Il patriarca Bartolomeo I a proposito della conversione in moschea di Santa Sofia

Il patriarca ecumenico di Costantinopoli è intervenuto di nuovo, deplorandola, sulla decisione della Turchia di trasformare Santa Sofia e San Salvatore in Chora in moschee

 

 

Il patriarca ecumenico di Costantinopoli Bartolomeo I è intervenuto nuovamente in merito alla decisione del presidente della Turchia Recep Tayyip Erdogan di trasformare in moschea la basilica di Santa Sofia a Istanbul e il monastero di San Salvatore in Chora. Intervistato il 9 settembre dall’agenzia internazionale Sputnik, ha definito l’iniziativa del governo turco una offesa all’identità, alla storia e alla cultura del paese:

“Alcuni mesi fa – ha detto – Santa Sofia è stata convertita in moschea. Più tardi, San Salvatore in Chora, uno dei più bei monasteri, è stato trasformato in moschea. I dirigenti hanno preso queste decisioni in fretta, come se le moschee della città non fossero sufficienti, come se ci fosse bisogno di luoghi di culto per i credenti della religione maggioritaria di questo Paese.  Queste azioni offendono la nostra identità, la nostra storia e la nostra cultura. Noi siamo pazienti e preghiamo”. A fine giugno Bartolomeo I aveva espresso il suo disappunto in una intervista al Washington Post e il 31 giugno, celebrando la messa per la festa dei Santi apostoli, aveva commentato che la conversione in moschea di Santa Sofia avrebbe aggravato la divisione tra Cristiani e Musulmani: “la sacralità di Santa Sofia – aveva detto – costituisce il centro vitale dove si incontrano occidente e oriente, per cui la sua conversione in moschea sarà causa di rottura tra questi due mondi. Ė assurdo che Santa Sofia, punto d’incontro e ammirazione tra questi due mondi diventi causa di scontro tra loro, proprio nel 21mo secolo.

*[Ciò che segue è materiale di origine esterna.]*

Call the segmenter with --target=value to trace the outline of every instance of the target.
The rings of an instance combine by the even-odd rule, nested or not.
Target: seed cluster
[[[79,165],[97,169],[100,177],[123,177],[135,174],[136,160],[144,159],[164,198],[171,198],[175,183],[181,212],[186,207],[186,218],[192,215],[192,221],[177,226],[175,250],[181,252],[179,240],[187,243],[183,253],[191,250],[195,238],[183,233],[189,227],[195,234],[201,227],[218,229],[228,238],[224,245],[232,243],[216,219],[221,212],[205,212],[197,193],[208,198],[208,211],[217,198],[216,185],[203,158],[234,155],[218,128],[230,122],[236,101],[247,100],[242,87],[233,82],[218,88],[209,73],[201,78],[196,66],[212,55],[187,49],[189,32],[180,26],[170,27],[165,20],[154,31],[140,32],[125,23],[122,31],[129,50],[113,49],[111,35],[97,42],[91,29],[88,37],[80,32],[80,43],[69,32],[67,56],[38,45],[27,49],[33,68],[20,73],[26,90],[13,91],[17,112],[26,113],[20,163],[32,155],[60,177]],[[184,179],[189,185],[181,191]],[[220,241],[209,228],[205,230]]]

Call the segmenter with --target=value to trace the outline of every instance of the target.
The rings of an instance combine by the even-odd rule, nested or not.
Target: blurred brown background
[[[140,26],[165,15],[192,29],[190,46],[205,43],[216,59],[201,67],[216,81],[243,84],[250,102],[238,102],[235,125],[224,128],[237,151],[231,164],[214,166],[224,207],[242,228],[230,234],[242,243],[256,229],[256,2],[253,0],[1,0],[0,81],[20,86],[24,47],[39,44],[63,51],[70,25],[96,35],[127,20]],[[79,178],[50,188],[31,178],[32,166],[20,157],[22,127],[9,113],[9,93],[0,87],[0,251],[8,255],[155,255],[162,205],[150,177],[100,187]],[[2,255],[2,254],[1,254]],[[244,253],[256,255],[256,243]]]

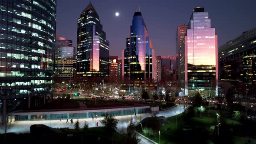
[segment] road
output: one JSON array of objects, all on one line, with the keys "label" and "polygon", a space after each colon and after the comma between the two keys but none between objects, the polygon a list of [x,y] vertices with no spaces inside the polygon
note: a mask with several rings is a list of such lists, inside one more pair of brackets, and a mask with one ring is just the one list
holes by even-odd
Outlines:
[{"label": "road", "polygon": [[[157,116],[164,116],[166,117],[169,117],[174,116],[176,115],[179,114],[184,111],[183,105],[178,105],[177,107],[166,110],[165,111],[158,111],[156,112]],[[176,112],[176,113],[175,113]],[[138,119],[142,120],[145,118],[152,116],[152,114],[150,113],[145,114],[138,114],[137,115]],[[117,131],[121,132],[122,131],[125,131],[126,128],[128,126],[128,121],[131,121],[131,118],[134,118],[134,115],[123,115],[116,116],[115,118],[119,120],[118,124]],[[102,126],[102,125],[99,122],[99,121],[103,119],[103,118],[97,118],[97,121],[98,122],[98,126]],[[16,133],[30,133],[30,128],[31,125],[43,124],[51,127],[54,128],[74,128],[73,125],[77,119],[73,119],[73,124],[70,124],[70,119],[69,120],[69,123],[66,123],[66,120],[63,119],[61,121],[60,120],[44,120],[38,121],[17,121],[14,123],[9,124],[7,126],[7,132],[14,132]],[[82,128],[85,121],[86,121],[89,124],[89,127],[94,127],[96,126],[95,121],[96,119],[92,120],[92,118],[81,118],[79,119],[80,122],[80,127]],[[0,133],[4,133],[5,129],[4,125],[0,125]]]}]

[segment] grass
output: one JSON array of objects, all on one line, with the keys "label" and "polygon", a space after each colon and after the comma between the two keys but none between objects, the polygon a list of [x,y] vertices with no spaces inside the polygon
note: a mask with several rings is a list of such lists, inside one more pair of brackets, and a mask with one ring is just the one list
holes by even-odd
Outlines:
[{"label": "grass", "polygon": [[196,123],[200,123],[206,125],[214,125],[216,123],[216,118],[209,118],[202,117],[201,118],[193,118],[191,119],[192,121]]},{"label": "grass", "polygon": [[227,125],[234,125],[240,124],[239,122],[230,118],[226,118],[226,122]]},{"label": "grass", "polygon": [[251,144],[255,144],[256,142],[256,139],[252,137],[235,137],[233,141],[234,144],[246,144],[249,140],[251,140]]}]

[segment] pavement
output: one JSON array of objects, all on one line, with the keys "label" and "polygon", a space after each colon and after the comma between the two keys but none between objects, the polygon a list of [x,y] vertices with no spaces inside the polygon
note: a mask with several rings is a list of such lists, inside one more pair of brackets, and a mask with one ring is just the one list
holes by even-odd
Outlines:
[{"label": "pavement", "polygon": [[[184,105],[178,105],[176,107],[173,107],[165,111],[158,111],[154,112],[156,116],[165,116],[165,117],[172,117],[176,115],[178,115],[183,111]],[[147,113],[144,114],[137,115],[136,119],[142,120],[147,117],[152,116],[152,113]],[[115,117],[119,120],[118,124],[117,131],[121,133],[125,131],[126,128],[128,126],[129,121],[134,118],[134,115],[118,116]],[[95,127],[96,126],[96,123],[98,121],[99,126],[102,126],[100,121],[102,120],[103,118],[98,118],[97,119],[95,118],[94,120],[91,118],[79,119],[80,122],[80,127],[82,128],[84,122],[86,121],[88,122],[89,128]],[[74,128],[74,124],[77,120],[76,119],[73,120],[73,124],[70,124],[70,119],[69,119],[69,122],[66,123],[66,119],[63,119],[61,121],[58,120],[43,120],[37,121],[17,121],[14,123],[8,124],[7,128],[7,132],[14,132],[16,133],[27,133],[30,132],[30,127],[33,124],[43,124],[53,128],[69,128],[70,129]],[[0,133],[4,133],[5,131],[5,126],[0,125]],[[149,144],[147,140],[143,138],[141,139],[140,144]]]}]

Perché Santa Sofia non appartiene soltanto a chi la possiede, ma è di tutta l’umanità. E tocca al popolo turco la grande responsabilità e il grande onore, ha concluso Bartolomeo, di far emergere l’universalità di questo storico monumento. Perché Santa Sofia come museo costituisce punto d’incontro, di dialogo, di solidarietà e di comprensione tra questi due mondi”.